Ce que mai 1968 nous a légué de plus radical, c’est le projet d’occupation d’usines où les prolétaires commençaient à envisager de les faire tourner au profit de tous et de toutes (éventuellement en les reconvertissant). Le parti communiste s’y opposa violemment, ce fut sa dernière victoire avant l’effondrement définitif.
Le travail parasitaire et la spéculation boursière ont fait disparaître les lieux de production socialement utiles mais la volonté d’occuper des lieux où nos racines sont les racines du monde n’a pas fléchi. Récupérer les rues, les places, les communes, c’est un combat qui se livre à la base. Il n’est pas tolérable que les nourritures empoisonnées par l’industrie agro-alimentaire pourrissent l’air ambiant et pénètrent dans nos cuisines où nous avons le bonheur de concocter des plats sains et savoureux.
La terre est un lieu de jouissance humaine, non une jungle où règnent la prédation et l’appropriation.

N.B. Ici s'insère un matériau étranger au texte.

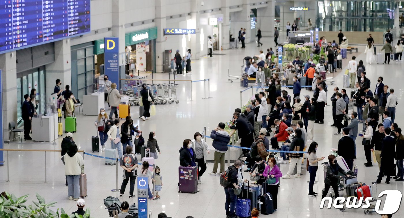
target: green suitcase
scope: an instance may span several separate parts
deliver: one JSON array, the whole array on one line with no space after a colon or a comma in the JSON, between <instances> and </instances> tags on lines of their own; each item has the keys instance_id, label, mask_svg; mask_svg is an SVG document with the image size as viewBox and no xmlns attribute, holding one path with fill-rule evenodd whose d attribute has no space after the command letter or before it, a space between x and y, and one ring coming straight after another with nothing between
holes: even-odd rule
<instances>
[{"instance_id":1,"label":"green suitcase","mask_svg":"<svg viewBox=\"0 0 404 218\"><path fill-rule=\"evenodd\" d=\"M65 129L66 133L76 132L76 127L77 123L76 122L75 116L68 116L66 118L65 123Z\"/></svg>"}]
</instances>

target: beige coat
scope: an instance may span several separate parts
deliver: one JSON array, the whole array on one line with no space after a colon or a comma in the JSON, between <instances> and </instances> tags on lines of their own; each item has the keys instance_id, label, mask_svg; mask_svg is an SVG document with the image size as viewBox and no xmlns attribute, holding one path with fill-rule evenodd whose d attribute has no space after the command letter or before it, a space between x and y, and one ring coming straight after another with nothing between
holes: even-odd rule
<instances>
[{"instance_id":1,"label":"beige coat","mask_svg":"<svg viewBox=\"0 0 404 218\"><path fill-rule=\"evenodd\" d=\"M118 107L121 101L121 97L119 91L116 89L111 89L107 97L107 102L109 103L111 107Z\"/></svg>"}]
</instances>

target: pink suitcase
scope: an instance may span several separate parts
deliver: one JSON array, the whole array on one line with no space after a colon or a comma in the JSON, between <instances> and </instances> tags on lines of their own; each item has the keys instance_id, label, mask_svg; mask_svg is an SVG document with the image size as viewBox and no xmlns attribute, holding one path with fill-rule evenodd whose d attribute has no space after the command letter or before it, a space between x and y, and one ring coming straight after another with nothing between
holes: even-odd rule
<instances>
[{"instance_id":1,"label":"pink suitcase","mask_svg":"<svg viewBox=\"0 0 404 218\"><path fill-rule=\"evenodd\" d=\"M80 184L80 197L84 198L87 197L87 174L80 175L79 181Z\"/></svg>"},{"instance_id":2,"label":"pink suitcase","mask_svg":"<svg viewBox=\"0 0 404 218\"><path fill-rule=\"evenodd\" d=\"M142 161L149 162L149 169L153 172L153 165L154 164L154 158L153 157L145 157L142 158Z\"/></svg>"}]
</instances>

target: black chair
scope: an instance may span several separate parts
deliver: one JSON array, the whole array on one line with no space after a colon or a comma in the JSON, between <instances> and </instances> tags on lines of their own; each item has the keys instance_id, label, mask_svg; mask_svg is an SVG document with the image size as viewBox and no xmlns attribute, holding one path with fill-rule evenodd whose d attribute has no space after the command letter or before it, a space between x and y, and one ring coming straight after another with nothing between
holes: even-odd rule
<instances>
[{"instance_id":1,"label":"black chair","mask_svg":"<svg viewBox=\"0 0 404 218\"><path fill-rule=\"evenodd\" d=\"M15 136L15 133L19 133L20 138L21 139L21 142L23 142L23 137L21 133L24 131L23 129L15 129L15 122L14 121L11 121L8 123L8 129L10 129L10 134L8 135L8 139L10 139L10 137L11 136L11 133L13 133L13 137L14 137ZM14 140L16 138L13 138L12 140Z\"/></svg>"}]
</instances>

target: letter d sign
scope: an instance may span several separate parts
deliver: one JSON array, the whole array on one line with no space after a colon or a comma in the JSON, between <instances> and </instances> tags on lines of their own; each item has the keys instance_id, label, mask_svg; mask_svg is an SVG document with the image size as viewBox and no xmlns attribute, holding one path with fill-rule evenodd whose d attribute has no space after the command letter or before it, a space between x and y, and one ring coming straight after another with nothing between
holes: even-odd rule
<instances>
[{"instance_id":1,"label":"letter d sign","mask_svg":"<svg viewBox=\"0 0 404 218\"><path fill-rule=\"evenodd\" d=\"M112 50L115 48L115 42L111 39L107 40L107 50Z\"/></svg>"}]
</instances>

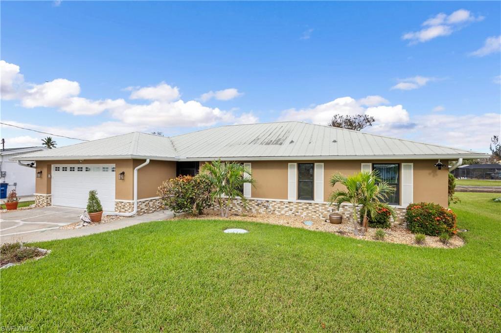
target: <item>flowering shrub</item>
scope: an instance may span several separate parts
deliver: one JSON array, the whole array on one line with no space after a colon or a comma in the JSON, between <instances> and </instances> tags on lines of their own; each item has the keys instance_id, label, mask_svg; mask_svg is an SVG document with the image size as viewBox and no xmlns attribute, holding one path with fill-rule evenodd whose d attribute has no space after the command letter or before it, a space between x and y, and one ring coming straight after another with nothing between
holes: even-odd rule
<instances>
[{"instance_id":1,"label":"flowering shrub","mask_svg":"<svg viewBox=\"0 0 501 333\"><path fill-rule=\"evenodd\" d=\"M377 213L374 216L371 216L368 212L367 217L369 218L369 226L371 228L388 228L391 226L390 222L390 216L391 216L391 211L387 204L381 204L377 208ZM360 222L362 223L364 218L364 212L360 214Z\"/></svg>"},{"instance_id":2,"label":"flowering shrub","mask_svg":"<svg viewBox=\"0 0 501 333\"><path fill-rule=\"evenodd\" d=\"M456 214L436 204L411 204L407 206L405 220L409 230L414 234L437 236L457 232Z\"/></svg>"},{"instance_id":3,"label":"flowering shrub","mask_svg":"<svg viewBox=\"0 0 501 333\"><path fill-rule=\"evenodd\" d=\"M166 207L176 213L201 214L211 203L210 182L196 176L180 176L164 182L158 188L158 196Z\"/></svg>"}]
</instances>

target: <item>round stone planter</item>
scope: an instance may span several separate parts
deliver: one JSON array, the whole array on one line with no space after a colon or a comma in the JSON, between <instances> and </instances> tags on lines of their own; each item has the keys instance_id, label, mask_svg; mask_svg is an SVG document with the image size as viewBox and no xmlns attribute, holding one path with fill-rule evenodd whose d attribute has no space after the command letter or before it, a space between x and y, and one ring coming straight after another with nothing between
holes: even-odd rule
<instances>
[{"instance_id":1,"label":"round stone planter","mask_svg":"<svg viewBox=\"0 0 501 333\"><path fill-rule=\"evenodd\" d=\"M337 213L329 214L329 221L334 224L339 224L343 222L343 216Z\"/></svg>"},{"instance_id":2,"label":"round stone planter","mask_svg":"<svg viewBox=\"0 0 501 333\"><path fill-rule=\"evenodd\" d=\"M101 219L103 217L103 211L97 212L95 213L88 213L89 217L93 222L101 222Z\"/></svg>"},{"instance_id":3,"label":"round stone planter","mask_svg":"<svg viewBox=\"0 0 501 333\"><path fill-rule=\"evenodd\" d=\"M5 207L7 208L8 210L14 210L18 209L18 202L6 202Z\"/></svg>"}]
</instances>

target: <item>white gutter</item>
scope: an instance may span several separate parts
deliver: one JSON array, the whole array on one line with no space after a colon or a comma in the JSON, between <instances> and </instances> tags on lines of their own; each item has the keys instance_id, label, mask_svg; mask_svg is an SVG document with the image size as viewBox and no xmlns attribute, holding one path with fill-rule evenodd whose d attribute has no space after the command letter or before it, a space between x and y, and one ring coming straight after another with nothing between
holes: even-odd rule
<instances>
[{"instance_id":1,"label":"white gutter","mask_svg":"<svg viewBox=\"0 0 501 333\"><path fill-rule=\"evenodd\" d=\"M457 168L458 166L460 166L461 164L463 164L463 158L459 158L459 159L457 160L457 162L452 164L452 166L449 168L449 172L450 172L452 170L454 170Z\"/></svg>"},{"instance_id":2,"label":"white gutter","mask_svg":"<svg viewBox=\"0 0 501 333\"><path fill-rule=\"evenodd\" d=\"M27 164L25 164L24 163L21 163L21 161L20 161L20 160L18 160L18 166L26 166L26 168L33 168L33 166L29 166Z\"/></svg>"},{"instance_id":3,"label":"white gutter","mask_svg":"<svg viewBox=\"0 0 501 333\"><path fill-rule=\"evenodd\" d=\"M134 210L130 212L121 213L114 212L111 213L105 213L106 215L114 215L116 216L132 216L137 212L137 170L143 166L147 166L150 162L150 159L147 158L144 163L138 166L134 170Z\"/></svg>"}]
</instances>

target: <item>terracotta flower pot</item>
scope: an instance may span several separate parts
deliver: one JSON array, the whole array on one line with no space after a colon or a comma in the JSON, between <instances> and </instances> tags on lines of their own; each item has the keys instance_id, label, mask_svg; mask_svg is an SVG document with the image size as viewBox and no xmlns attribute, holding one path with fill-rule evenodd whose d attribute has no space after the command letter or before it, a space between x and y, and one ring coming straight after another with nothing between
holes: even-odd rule
<instances>
[{"instance_id":1,"label":"terracotta flower pot","mask_svg":"<svg viewBox=\"0 0 501 333\"><path fill-rule=\"evenodd\" d=\"M8 210L14 210L18 209L18 204L19 203L18 202L6 202L5 206L7 208Z\"/></svg>"},{"instance_id":2,"label":"terracotta flower pot","mask_svg":"<svg viewBox=\"0 0 501 333\"><path fill-rule=\"evenodd\" d=\"M101 222L101 218L103 216L103 211L96 212L95 213L88 213L89 217L93 222Z\"/></svg>"},{"instance_id":3,"label":"terracotta flower pot","mask_svg":"<svg viewBox=\"0 0 501 333\"><path fill-rule=\"evenodd\" d=\"M343 216L337 213L331 213L329 214L329 222L335 224L339 224L343 222Z\"/></svg>"}]
</instances>

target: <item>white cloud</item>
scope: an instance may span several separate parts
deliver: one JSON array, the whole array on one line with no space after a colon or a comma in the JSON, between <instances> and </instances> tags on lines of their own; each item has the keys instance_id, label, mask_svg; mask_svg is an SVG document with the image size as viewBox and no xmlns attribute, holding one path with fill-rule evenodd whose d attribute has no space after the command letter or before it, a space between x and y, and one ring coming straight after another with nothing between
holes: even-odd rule
<instances>
[{"instance_id":1,"label":"white cloud","mask_svg":"<svg viewBox=\"0 0 501 333\"><path fill-rule=\"evenodd\" d=\"M398 90L412 90L413 89L417 89L419 88L425 86L426 84L430 81L435 81L437 80L436 78L426 78L419 76L413 78L400 78L398 80L400 82L391 87L391 89L392 90L395 89Z\"/></svg>"},{"instance_id":2,"label":"white cloud","mask_svg":"<svg viewBox=\"0 0 501 333\"><path fill-rule=\"evenodd\" d=\"M438 105L433 108L431 110L433 111L433 112L441 112L445 110L445 108L444 108L443 106L441 105Z\"/></svg>"},{"instance_id":3,"label":"white cloud","mask_svg":"<svg viewBox=\"0 0 501 333\"><path fill-rule=\"evenodd\" d=\"M310 28L309 29L307 29L305 31L303 32L303 34L301 34L301 36L300 38L299 39L303 40L309 40L310 38L311 38L312 32L313 32L313 30L314 30L313 29Z\"/></svg>"},{"instance_id":4,"label":"white cloud","mask_svg":"<svg viewBox=\"0 0 501 333\"><path fill-rule=\"evenodd\" d=\"M150 101L133 104L122 98L93 100L81 97L80 86L75 81L56 78L37 84L24 82L19 66L2 60L2 98L19 99L27 108L54 108L74 115L95 115L105 111L125 124L148 126L199 126L218 122L253 122L257 118L252 113L235 114L235 110L223 111L205 106L199 102L179 99L179 88L161 82L153 86L130 86L131 100ZM209 98L227 100L242 94L234 88L211 92ZM129 126L129 125L127 125Z\"/></svg>"},{"instance_id":5,"label":"white cloud","mask_svg":"<svg viewBox=\"0 0 501 333\"><path fill-rule=\"evenodd\" d=\"M147 86L134 88L130 94L131 100L161 100L170 102L176 100L180 96L179 90L177 86L172 88L165 82L161 82L155 86Z\"/></svg>"},{"instance_id":6,"label":"white cloud","mask_svg":"<svg viewBox=\"0 0 501 333\"><path fill-rule=\"evenodd\" d=\"M218 90L215 92L210 90L208 92L202 94L202 96L200 96L200 99L202 102L207 102L212 98L215 98L218 100L229 100L243 94L243 93L239 92L236 88L228 88L223 90Z\"/></svg>"},{"instance_id":7,"label":"white cloud","mask_svg":"<svg viewBox=\"0 0 501 333\"><path fill-rule=\"evenodd\" d=\"M354 116L366 114L373 116L377 122L383 124L405 122L409 120L409 115L401 105L395 106L371 106L366 108L363 106L367 100L374 101L374 96L368 96L365 98L356 100L350 97L341 97L334 100L316 106L314 107L297 110L291 108L283 111L281 115L281 120L298 120L310 122L314 124L327 124L334 114ZM377 98L380 104L388 102L381 96Z\"/></svg>"},{"instance_id":8,"label":"white cloud","mask_svg":"<svg viewBox=\"0 0 501 333\"><path fill-rule=\"evenodd\" d=\"M437 37L448 36L467 23L480 21L483 18L482 16L475 16L464 9L456 10L448 16L441 12L424 21L421 26L425 28L404 34L402 39L409 40L410 44L425 42Z\"/></svg>"},{"instance_id":9,"label":"white cloud","mask_svg":"<svg viewBox=\"0 0 501 333\"><path fill-rule=\"evenodd\" d=\"M19 66L0 60L0 94L2 100L14 100L20 96L24 82Z\"/></svg>"},{"instance_id":10,"label":"white cloud","mask_svg":"<svg viewBox=\"0 0 501 333\"><path fill-rule=\"evenodd\" d=\"M42 146L42 141L39 138L34 138L30 136L22 136L8 138L5 140L5 144L6 148L33 146Z\"/></svg>"},{"instance_id":11,"label":"white cloud","mask_svg":"<svg viewBox=\"0 0 501 333\"><path fill-rule=\"evenodd\" d=\"M469 54L473 56L485 56L493 53L501 52L501 36L492 36L485 40L483 46Z\"/></svg>"},{"instance_id":12,"label":"white cloud","mask_svg":"<svg viewBox=\"0 0 501 333\"><path fill-rule=\"evenodd\" d=\"M381 104L389 104L389 101L381 96L372 95L358 100L358 104L366 106L375 106Z\"/></svg>"}]
</instances>

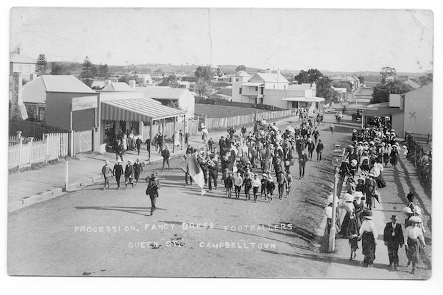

Nos libertés sont nourricières. Nous assistons à la renaissance d’une vie qui n’a que des commencements et ignore qu’il existe une fin.
« Nous avons moins besoin d’adeptes actifs que d’adeptes bouleversés » disait Antonin Artaud. Les situations à construire n’ont surtout pas besoin d’adeptes, mais de gens bouleversés devenus bouleversants.
Comme analysé sans mérite dans « Généalogie du dieu argent« , la situation sociétale est en théorie assez simple : d’un côté, diversifiée selon les diverses panoplies du Spectacle, une masse conditionnée pratiquant la servitude volontaire, certains ayant atteint un état zombie très avancé, de l’autre, minoritaire, un ensemble hétéroclite d’individus plus ou moins isolés luttant contre leurs conditionnements, plus ou moins émancipés de toutes sortes d’idéologies. Le tout sous la pression des désastres écologiques présents et à venir, de la mise en place accélérée du despotisme technoscientifique, de la dictature renforcée des apparences démocratiques, d’une déshumanisation en profondeur des relations, sur fond de survie en sursis perpétuel. Le fond stratégique est alors lui aussi assez simple, puisque, comme le disait la chanson, la vie n’est pas la mort, la mort n’est pas la vie – puisque le Spectacle est déjà fini. Les bouleversements seront permanents et le réaliser suffira à les rendre bouleversants.
«Les Français vont voir des nouvelles images extrêmement violentes» annonçait Darmanin vendredi soir, la veille, sur la vomitive chaîne CNEWS.
Le ministre de l’Intérieur savait exactement ce qui était prévu le lendemain à Saint-Soline : une partie de ball trap destinée à briser physiquement et moralement les réseaux écologistes et anticapitalistes, mais plus généralement la contestation en plein essor qui menace de s’étendre.
Sur place, les 30 000 personnes ont pu atteindre le site de la mégabassine sans encombre et dans une ambiance plutôt festive. Mais une fois devant, ce cratère en terre battue – où il n’y avait strictement rien à casser – les abords avaient été transformés en camp retranché.
Malgré l’immense détermination et le courage sans faille des anti-bassines, c’était de toute évidence une place imprenable, destinée à mutiler.
Pendant des heures, ce fut donc un champ de tir et de désolation.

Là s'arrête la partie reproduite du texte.